Vielen Dank, Herr Kollege Henze. - Für die Landesregierung hat nun Herr Minister Dr. Althusmann das Wort. Bitte schön, Herr Minister!
Sehr geehrter Herr Präsident! Meine sehr geehrten Damen und Herren! Wie schön, dass wir mal wieder ein hochaktuelles Thema debattieren: das Tempolimit auf deutschen Autobahnen.
Manchmal hat man den Eindruck, es gibt kaum noch ein anderes Thema, das Deutschland derart emotional diskutiert. Zuweilen wird auch erbittert gestritten. Ich weiß gar nicht, der wievielte Entschließungsantrag in einem deutschen Parlament das jetzt wohl sein mag.
Dabei blendet man bestimmte Fakten schlicht aus. Eine Studie von 2010 bis 2014 der Bundesanstalt für Straßenwesen hat kürzlich zutage gebracht,
dass 60 % der deutschen Autofahrer maximal 130 km/h fahren. Weitere 15 % fahren maximal zwischen 130 und 140 km/h. Das hat auch Gründe: Zum einen sind bereits 30 % der bundesdeutschen Autobahnen verkehrsbeschränkt.
Die einen halten ein Tempolimit für die Lösung beim Klimaschutz und für die Vision Zero im Straßenverkehr.
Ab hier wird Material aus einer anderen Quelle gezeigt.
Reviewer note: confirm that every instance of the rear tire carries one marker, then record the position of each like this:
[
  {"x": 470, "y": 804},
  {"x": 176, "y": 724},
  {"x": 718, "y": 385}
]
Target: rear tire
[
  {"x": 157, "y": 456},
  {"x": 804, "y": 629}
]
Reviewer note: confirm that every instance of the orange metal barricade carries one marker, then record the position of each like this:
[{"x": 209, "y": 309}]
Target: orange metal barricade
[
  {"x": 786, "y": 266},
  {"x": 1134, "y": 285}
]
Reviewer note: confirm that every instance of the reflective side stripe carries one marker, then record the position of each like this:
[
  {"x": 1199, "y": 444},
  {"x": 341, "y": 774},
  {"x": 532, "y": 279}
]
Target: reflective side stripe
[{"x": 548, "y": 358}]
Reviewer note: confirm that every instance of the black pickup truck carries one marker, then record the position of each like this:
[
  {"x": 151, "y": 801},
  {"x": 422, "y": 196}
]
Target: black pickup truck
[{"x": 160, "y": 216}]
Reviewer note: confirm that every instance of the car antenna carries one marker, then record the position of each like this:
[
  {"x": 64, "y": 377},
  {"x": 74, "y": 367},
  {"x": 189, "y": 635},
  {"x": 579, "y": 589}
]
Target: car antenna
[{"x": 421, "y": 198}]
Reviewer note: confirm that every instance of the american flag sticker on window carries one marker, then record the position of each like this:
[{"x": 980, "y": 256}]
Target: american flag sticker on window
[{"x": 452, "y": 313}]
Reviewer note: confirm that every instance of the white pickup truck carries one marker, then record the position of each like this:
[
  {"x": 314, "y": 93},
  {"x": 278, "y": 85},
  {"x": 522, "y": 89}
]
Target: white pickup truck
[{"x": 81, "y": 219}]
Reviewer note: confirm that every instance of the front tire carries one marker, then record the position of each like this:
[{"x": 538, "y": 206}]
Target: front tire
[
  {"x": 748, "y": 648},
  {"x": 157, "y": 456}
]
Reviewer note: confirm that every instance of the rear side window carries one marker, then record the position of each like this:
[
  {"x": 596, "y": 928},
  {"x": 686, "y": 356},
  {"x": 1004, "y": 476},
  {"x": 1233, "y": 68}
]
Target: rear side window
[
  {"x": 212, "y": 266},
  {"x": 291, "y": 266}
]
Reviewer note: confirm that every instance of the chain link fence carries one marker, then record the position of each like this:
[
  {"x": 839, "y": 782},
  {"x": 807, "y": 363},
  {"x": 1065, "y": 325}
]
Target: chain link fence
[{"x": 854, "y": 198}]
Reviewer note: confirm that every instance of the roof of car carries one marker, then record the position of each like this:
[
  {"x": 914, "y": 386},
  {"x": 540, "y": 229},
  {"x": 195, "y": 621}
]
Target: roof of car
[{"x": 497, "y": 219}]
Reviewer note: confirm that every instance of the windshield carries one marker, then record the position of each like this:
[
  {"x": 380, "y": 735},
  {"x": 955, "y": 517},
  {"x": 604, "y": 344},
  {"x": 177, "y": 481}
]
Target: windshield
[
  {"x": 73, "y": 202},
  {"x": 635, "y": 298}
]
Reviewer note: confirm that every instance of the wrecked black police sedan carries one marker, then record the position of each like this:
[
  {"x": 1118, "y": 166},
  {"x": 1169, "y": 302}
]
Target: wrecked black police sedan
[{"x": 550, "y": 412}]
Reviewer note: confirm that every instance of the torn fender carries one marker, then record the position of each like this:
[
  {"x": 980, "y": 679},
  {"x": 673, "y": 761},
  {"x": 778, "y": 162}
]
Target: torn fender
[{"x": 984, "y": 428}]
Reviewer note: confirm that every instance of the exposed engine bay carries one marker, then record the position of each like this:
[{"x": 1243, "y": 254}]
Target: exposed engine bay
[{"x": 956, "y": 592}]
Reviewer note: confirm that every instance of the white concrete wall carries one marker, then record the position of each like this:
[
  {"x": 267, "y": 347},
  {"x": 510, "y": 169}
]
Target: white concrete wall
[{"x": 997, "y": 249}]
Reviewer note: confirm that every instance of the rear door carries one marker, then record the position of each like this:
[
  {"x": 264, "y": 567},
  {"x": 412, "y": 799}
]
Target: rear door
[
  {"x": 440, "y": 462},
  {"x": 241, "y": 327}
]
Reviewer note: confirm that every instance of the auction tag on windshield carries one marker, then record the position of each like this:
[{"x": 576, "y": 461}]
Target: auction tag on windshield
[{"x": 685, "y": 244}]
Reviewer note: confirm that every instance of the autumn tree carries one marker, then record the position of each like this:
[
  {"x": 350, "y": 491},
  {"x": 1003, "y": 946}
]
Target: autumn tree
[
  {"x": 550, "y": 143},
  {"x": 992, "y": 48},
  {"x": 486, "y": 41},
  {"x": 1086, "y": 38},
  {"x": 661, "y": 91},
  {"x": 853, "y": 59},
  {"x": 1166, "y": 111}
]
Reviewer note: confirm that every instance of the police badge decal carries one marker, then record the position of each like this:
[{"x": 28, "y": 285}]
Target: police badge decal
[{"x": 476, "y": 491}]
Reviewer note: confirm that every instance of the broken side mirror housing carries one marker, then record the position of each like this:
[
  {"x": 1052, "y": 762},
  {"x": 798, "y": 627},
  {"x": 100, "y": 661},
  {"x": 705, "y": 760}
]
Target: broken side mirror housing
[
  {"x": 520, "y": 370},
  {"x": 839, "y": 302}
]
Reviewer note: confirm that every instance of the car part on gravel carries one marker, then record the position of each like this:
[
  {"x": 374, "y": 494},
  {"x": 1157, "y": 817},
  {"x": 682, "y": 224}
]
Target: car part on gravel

Die anderen fühlen sich womöglich in ihrer inneren Freiheit beschränkt, sehen die Leistungsfähigkeit der Autobahnen gefährdet.
Nach meiner Wahrnehmung ist für keine der beiden Haltungen eine eindeutige Mehrheit in Deutschland auszumachen.
Deshalb ist es kein Wunder, wenn es auch innerhalb der Koalition durchaus unterschiedliche Denkansätze und Meinungen hierzu gibt.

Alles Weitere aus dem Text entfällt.